In sticking to Larkin, the court rejected the Government's argument for an extension of the Supreme Court's decision in United States v. Powell, which bars the application of collateral estoppel when there are inconsistent verdicts. A number of other circuits have held that Powell doesn't apply in this situation: because there could be a number of reasons why a jury acquitted on some counts and hung on others, there is not necessarily any inconsistency present.
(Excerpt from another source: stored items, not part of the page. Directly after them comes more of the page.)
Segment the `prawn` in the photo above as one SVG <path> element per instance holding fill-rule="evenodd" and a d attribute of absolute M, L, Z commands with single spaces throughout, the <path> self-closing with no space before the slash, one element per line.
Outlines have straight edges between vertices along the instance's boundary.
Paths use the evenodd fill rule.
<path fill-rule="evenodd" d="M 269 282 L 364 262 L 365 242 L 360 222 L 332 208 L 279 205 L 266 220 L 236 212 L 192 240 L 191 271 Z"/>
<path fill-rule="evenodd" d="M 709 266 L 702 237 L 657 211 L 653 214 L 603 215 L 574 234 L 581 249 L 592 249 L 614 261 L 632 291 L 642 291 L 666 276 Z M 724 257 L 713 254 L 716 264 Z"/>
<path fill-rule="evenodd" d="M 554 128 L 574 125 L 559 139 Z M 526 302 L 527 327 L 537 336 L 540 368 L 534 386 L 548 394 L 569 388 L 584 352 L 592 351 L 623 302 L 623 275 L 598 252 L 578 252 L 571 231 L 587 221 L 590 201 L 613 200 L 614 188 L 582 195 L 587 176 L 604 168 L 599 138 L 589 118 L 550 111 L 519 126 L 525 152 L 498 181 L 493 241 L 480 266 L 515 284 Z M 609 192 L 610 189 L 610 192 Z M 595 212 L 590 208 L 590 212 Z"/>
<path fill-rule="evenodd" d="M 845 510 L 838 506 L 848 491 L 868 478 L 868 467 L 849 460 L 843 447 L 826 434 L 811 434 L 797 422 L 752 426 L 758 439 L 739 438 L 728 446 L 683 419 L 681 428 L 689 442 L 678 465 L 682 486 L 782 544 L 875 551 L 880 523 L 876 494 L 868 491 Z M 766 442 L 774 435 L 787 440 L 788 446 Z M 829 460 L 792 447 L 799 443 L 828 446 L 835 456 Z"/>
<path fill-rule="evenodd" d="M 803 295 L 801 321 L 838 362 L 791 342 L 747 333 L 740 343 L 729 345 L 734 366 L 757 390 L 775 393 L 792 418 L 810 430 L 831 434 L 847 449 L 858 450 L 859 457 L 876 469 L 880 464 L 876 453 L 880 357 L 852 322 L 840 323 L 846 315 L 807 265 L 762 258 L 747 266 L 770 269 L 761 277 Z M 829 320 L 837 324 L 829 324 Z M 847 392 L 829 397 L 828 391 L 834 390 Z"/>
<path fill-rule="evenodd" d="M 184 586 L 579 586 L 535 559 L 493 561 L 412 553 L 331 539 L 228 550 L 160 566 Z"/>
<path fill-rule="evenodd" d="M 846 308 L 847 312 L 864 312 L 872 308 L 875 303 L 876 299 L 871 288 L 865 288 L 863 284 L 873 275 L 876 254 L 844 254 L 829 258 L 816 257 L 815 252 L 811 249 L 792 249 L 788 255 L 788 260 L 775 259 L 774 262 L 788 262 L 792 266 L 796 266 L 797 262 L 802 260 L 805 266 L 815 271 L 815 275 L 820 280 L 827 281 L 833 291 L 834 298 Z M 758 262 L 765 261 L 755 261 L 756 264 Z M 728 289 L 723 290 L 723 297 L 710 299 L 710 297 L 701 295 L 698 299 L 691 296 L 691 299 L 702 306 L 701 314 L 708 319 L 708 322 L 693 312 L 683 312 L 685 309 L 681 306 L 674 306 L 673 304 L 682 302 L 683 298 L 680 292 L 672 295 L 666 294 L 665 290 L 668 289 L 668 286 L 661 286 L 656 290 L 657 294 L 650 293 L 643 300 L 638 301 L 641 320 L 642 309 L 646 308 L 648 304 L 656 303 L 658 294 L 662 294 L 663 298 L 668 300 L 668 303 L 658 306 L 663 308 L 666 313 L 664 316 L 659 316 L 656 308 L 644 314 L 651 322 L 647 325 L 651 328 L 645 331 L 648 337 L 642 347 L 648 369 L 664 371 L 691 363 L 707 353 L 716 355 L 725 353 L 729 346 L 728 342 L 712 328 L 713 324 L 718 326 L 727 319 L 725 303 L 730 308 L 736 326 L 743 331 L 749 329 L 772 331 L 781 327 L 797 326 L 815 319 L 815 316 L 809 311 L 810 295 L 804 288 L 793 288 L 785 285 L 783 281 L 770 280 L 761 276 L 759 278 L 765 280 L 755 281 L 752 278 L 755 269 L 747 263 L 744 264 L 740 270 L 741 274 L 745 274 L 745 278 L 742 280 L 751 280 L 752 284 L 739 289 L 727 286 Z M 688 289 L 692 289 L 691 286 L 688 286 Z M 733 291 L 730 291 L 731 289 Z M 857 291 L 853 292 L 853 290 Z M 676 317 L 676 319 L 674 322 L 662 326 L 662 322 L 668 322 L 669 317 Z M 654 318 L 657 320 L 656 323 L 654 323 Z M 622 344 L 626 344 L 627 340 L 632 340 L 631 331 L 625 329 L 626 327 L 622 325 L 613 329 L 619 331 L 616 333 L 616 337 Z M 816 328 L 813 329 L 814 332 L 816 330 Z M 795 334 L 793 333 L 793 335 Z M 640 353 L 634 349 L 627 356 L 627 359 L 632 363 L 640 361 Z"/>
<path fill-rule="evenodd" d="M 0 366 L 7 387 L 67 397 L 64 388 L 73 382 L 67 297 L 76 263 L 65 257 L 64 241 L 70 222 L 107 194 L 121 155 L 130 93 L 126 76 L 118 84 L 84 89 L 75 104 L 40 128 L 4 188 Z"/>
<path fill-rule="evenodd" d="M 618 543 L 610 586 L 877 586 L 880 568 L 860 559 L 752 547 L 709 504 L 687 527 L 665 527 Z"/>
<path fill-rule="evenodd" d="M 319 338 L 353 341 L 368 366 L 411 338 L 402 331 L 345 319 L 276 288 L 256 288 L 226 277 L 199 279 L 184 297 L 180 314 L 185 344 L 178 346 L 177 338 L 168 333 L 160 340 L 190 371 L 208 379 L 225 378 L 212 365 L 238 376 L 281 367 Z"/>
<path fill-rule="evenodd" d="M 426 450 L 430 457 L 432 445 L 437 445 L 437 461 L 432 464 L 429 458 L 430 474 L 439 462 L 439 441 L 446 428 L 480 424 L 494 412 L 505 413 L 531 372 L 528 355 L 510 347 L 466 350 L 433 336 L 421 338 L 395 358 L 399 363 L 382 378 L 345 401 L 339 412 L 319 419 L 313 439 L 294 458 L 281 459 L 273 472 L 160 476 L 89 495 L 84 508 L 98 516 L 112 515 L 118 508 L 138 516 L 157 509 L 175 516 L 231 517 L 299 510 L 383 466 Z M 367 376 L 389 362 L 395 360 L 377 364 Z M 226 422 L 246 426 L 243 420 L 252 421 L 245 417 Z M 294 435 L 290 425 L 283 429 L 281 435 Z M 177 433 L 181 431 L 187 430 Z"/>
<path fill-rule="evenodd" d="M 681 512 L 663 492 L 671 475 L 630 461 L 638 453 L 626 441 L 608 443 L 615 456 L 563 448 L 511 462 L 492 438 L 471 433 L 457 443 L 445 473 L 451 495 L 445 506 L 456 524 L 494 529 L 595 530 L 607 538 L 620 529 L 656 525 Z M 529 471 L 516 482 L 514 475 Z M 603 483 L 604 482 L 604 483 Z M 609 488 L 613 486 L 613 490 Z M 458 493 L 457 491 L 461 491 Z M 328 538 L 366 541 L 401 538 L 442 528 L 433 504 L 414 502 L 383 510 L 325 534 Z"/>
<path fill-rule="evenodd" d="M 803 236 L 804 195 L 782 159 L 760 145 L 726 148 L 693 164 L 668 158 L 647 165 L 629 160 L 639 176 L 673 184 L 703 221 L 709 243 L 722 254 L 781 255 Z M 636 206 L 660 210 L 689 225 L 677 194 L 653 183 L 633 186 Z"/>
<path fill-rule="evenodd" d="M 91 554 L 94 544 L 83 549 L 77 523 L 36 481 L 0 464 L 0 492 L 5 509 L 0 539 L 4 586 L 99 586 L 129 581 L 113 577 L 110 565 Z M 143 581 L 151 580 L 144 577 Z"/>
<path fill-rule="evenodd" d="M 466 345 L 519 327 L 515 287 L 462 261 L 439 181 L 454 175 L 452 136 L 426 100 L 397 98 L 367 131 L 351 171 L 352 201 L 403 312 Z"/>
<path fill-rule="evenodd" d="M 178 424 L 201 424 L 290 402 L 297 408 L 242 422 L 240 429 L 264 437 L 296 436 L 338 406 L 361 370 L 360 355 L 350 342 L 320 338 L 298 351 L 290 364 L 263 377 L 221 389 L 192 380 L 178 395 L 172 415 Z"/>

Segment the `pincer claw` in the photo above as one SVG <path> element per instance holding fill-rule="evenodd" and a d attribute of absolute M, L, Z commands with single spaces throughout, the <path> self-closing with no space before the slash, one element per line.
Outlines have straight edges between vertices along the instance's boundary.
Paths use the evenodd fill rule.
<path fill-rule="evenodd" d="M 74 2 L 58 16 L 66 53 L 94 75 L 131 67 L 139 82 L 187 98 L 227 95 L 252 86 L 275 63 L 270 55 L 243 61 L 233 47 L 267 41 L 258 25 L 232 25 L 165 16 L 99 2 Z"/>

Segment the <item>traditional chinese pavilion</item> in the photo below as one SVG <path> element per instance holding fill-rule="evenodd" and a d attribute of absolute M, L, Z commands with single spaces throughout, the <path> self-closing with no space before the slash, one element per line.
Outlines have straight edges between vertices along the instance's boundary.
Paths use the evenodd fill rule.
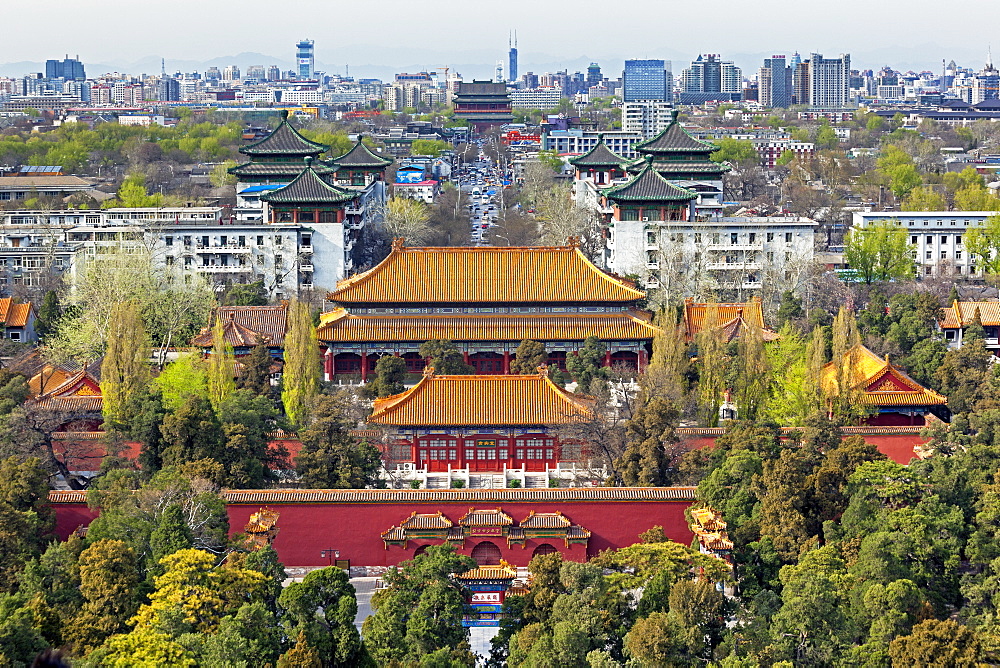
<path fill-rule="evenodd" d="M 694 538 L 685 510 L 693 487 L 571 489 L 271 489 L 222 493 L 233 533 L 251 527 L 287 567 L 325 566 L 330 551 L 355 566 L 391 566 L 429 545 L 450 543 L 480 566 L 527 566 L 559 552 L 585 561 L 639 542 L 663 527 L 668 538 Z M 49 494 L 56 532 L 65 539 L 99 510 L 86 492 Z M 261 522 L 266 509 L 276 522 Z M 253 533 L 253 532 L 252 532 Z M 484 574 L 485 575 L 485 574 Z M 496 575 L 496 574 L 495 574 Z"/>
<path fill-rule="evenodd" d="M 288 331 L 288 304 L 277 306 L 218 306 L 191 345 L 208 353 L 214 344 L 214 323 L 222 324 L 222 337 L 232 346 L 233 354 L 242 357 L 255 346 L 264 343 L 272 357 L 281 358 Z"/>
<path fill-rule="evenodd" d="M 592 403 L 545 371 L 436 376 L 427 369 L 405 392 L 376 399 L 368 423 L 388 432 L 393 452 L 428 471 L 544 471 L 563 455 L 559 429 L 591 419 Z"/>
<path fill-rule="evenodd" d="M 618 155 L 604 143 L 604 135 L 597 135 L 597 144 L 583 155 L 570 158 L 569 164 L 576 168 L 576 179 L 590 179 L 598 186 L 608 186 L 614 179 L 625 178 L 625 163 L 628 160 Z"/>
<path fill-rule="evenodd" d="M 507 85 L 492 81 L 458 84 L 453 106 L 456 119 L 468 121 L 474 133 L 499 127 L 514 120 Z"/>
<path fill-rule="evenodd" d="M 637 307 L 630 281 L 598 269 L 567 246 L 408 248 L 402 239 L 367 272 L 340 281 L 317 330 L 327 380 L 368 378 L 381 355 L 420 373 L 425 341 L 447 339 L 480 375 L 506 374 L 528 339 L 565 369 L 588 336 L 608 348 L 605 364 L 645 365 L 658 331 Z"/>
<path fill-rule="evenodd" d="M 949 416 L 947 397 L 910 378 L 905 371 L 881 358 L 860 343 L 844 354 L 845 375 L 854 379 L 863 406 L 873 412 L 867 425 L 923 425 L 928 415 Z M 837 386 L 837 362 L 823 367 L 821 382 L 827 392 Z"/>
<path fill-rule="evenodd" d="M 327 167 L 334 170 L 337 185 L 355 187 L 365 187 L 372 181 L 383 180 L 385 170 L 391 164 L 391 158 L 383 158 L 374 153 L 360 137 L 350 151 L 326 163 Z"/>
<path fill-rule="evenodd" d="M 951 306 L 941 309 L 938 328 L 944 332 L 950 348 L 959 348 L 965 339 L 965 330 L 979 314 L 979 323 L 986 336 L 983 343 L 987 350 L 1000 356 L 1000 302 L 962 302 L 957 299 Z"/>
<path fill-rule="evenodd" d="M 602 192 L 602 205 L 612 221 L 687 221 L 694 219 L 698 193 L 674 185 L 653 167 L 651 158 L 634 178 Z"/>
<path fill-rule="evenodd" d="M 731 343 L 740 337 L 747 327 L 755 327 L 763 332 L 765 341 L 774 341 L 778 335 L 764 324 L 764 309 L 759 297 L 748 302 L 710 304 L 697 303 L 691 299 L 684 302 L 684 337 L 688 341 L 701 332 L 714 319 L 715 326 L 722 329 L 723 340 Z"/>
<path fill-rule="evenodd" d="M 302 173 L 305 159 L 315 162 L 314 171 L 321 176 L 333 174 L 333 168 L 319 162 L 321 153 L 330 149 L 325 144 L 303 137 L 288 123 L 288 111 L 281 111 L 281 123 L 269 135 L 240 149 L 249 160 L 229 169 L 246 185 L 290 183 Z"/>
And that's where the circuit split comes in. The court says it agrees with these other circuits to the extent that "it is impossible to discern definitively why a jury hung. Therefore, we also reject the Government's argument because it requires us to necessarily find an inconsistency where one may not exist." But those courts apparently, for whatever reasons, "ignored the mistried counts after they determined that Powell does not apply. Because our precedent dictates that we weigh mistried counts, however, we cannot do the same."

This sure looks like a circuit split, but it's hard to say for sure. The opinion notes that "[w]e can only speculate as to why our sister circuits did not also consider the mistried counts in its analysis under Ashe. While our precedent requires us to weigh mistried counts in determining whether collateral estoppel applies under the Ashe framework, the other circuits may not be similarly bound by their precedent."

Nevertheless, this case looks like a likely candidate for a cert petition. In fact, without having read those other circuits' decisions, I'll go out on a limb and say this is a likely candidate for a cert grant. Not only because of the apparent circuit split, but also because it's an interesting question and because the Government hasn't fared well on appeal with its Enron/Arthur Andersen prosecutions. Just remember, you heard it here first. (Unless someone else has already predicted this, which wouldn't surprise me.)